Écouter est peut-être le plus beau cadeau que nous puissions faire à quelqu’un. Ce simple geste démontre à une personne qu’elle est importante pour nous et que ce qu’elle dit nous intéresse.

Classé dans : Psychologie (72),Textes à méditer (239) — coukie24 @ 19:34

Écouter, Rencontrer, Vivre… 

Écouter est peut-être le plus beau cadeau que nous puissions faire à quelqu'un. Ce simple geste démontre à une personne qu’elle est importante pour nous et que ce qu’elle dit nous intéresse. dans Psychologie (72) kg9d7yrl

Écouter est, peut-être, le plus beau cadeau que nous puissions faire à quelqu’un. C’est lui dire, non pas avec des mots, mais avec ses yeux, son visage, son sourire et tout son corps :
tu es important pour moi, tu es intéressant, je suis heureux que tu sois là,
tu vas m’enrichir car tu es ce que je ne suis pas . . .
Pas étonnant si la meilleure façon pour une personne de se révéler à elle-même,
c’est d’être écoutée par une autre !

Écouter, c’est commencer par se taire. . .
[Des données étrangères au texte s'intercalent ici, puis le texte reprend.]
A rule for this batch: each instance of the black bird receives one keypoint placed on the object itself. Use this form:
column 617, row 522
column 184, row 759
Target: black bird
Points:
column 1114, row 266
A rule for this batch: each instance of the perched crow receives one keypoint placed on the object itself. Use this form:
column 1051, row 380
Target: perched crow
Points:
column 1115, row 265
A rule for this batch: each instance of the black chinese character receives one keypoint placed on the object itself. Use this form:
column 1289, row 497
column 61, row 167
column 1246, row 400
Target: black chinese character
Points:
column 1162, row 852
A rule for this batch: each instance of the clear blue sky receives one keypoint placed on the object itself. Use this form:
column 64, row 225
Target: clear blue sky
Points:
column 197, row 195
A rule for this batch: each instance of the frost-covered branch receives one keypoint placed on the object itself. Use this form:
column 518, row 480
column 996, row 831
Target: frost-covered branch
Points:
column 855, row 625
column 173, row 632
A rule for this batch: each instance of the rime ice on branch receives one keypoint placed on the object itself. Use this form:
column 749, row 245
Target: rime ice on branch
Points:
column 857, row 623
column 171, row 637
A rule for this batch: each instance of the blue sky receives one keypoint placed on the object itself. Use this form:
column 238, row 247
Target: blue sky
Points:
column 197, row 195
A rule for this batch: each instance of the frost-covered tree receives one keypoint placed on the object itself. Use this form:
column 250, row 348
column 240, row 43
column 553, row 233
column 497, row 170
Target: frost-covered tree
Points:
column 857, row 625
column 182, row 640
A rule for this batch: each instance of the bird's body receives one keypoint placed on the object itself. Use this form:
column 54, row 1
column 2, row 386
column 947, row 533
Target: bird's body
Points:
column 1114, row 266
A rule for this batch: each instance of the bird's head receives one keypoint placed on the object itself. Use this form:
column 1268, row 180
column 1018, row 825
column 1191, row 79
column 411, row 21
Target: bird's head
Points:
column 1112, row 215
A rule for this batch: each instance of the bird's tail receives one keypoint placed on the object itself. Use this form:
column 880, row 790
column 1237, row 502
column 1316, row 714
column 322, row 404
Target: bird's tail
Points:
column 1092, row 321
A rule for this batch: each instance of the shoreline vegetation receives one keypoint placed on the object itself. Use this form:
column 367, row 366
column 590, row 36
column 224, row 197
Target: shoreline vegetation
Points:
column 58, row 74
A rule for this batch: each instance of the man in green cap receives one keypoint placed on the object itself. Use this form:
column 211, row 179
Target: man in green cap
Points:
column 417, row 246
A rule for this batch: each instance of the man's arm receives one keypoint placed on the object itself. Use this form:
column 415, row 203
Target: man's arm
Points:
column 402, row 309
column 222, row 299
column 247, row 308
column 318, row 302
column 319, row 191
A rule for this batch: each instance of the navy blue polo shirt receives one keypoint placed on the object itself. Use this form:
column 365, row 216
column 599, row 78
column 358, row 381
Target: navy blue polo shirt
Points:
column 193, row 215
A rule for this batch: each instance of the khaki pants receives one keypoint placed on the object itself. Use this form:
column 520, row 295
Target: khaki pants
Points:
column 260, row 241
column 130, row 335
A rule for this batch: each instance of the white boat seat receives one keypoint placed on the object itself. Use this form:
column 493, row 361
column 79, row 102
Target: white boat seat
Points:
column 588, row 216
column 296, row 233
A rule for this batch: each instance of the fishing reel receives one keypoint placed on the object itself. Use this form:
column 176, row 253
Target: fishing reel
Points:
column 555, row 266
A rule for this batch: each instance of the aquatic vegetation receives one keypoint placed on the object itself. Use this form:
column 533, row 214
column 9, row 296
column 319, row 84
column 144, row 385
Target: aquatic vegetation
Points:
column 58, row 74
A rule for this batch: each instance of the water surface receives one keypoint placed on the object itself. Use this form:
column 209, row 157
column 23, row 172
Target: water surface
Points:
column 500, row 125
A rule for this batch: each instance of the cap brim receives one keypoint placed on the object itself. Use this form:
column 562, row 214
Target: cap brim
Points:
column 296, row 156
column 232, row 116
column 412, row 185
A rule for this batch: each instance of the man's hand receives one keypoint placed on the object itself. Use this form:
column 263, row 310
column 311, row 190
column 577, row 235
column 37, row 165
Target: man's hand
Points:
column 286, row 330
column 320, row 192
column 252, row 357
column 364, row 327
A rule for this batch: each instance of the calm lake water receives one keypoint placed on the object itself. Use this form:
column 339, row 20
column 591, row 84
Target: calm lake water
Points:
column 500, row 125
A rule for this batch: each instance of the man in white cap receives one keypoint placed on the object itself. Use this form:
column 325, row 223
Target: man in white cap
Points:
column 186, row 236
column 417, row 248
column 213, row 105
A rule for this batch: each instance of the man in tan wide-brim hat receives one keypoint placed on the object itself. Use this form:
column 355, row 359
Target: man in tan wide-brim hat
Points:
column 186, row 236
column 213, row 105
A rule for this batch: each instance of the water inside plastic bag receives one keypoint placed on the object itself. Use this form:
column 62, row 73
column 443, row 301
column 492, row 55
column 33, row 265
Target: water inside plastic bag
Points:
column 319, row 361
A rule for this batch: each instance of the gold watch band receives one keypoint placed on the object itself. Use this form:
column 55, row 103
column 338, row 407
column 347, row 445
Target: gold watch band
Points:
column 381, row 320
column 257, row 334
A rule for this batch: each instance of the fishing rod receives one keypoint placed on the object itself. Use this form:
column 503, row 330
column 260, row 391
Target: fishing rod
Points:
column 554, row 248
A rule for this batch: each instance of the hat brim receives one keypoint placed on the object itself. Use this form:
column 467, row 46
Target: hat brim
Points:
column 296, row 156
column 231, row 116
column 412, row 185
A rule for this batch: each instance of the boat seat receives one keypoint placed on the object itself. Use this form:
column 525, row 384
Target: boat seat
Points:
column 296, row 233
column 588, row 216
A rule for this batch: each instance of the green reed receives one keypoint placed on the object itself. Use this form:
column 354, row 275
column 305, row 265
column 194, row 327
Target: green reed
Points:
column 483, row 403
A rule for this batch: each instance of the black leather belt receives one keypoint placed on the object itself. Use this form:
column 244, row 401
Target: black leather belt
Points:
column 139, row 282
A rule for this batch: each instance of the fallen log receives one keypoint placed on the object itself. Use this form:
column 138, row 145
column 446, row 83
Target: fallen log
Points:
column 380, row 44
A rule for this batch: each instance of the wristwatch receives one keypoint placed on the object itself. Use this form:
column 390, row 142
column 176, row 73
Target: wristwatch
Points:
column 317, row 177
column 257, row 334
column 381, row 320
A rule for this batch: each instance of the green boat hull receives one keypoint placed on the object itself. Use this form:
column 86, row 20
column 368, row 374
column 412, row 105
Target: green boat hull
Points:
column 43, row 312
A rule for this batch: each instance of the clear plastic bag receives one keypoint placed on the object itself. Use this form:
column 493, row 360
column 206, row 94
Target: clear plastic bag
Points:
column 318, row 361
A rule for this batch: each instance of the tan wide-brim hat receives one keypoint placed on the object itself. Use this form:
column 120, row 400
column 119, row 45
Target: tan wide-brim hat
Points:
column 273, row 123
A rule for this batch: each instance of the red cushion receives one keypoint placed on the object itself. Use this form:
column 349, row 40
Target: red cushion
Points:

Avez-vous remarqué combien les « dialogues » sont remplis d’expressions de ce genre :
« C’est comme moi quand. . . », ou bien « ça me rappelle ce qui m’est arrivé. . . ».
Bien souvent, ce que l’autre dit n’est qu’une occasion de parler de soi.

Écouter, c’est commencer par arrêter son petit cinéma intérieur,
son monologue portatif, pour se laisser habiter par l’autre.
C’est accepter que l’autre entre en nous-même comme il entrerait dans notre maison
et s’y installerait un instant, en prenant ses aises.

Écouter, c’est vraiment laisser tomber ce qui nous occupe
pour donner tout son temps à l’autre.
C’est comme une promenade avec un ami :
marcher à son pas, proche mais sans gêner, se laisser conduire par lui,
s’arrêter avec lui, repartir, pour rien, pour lui.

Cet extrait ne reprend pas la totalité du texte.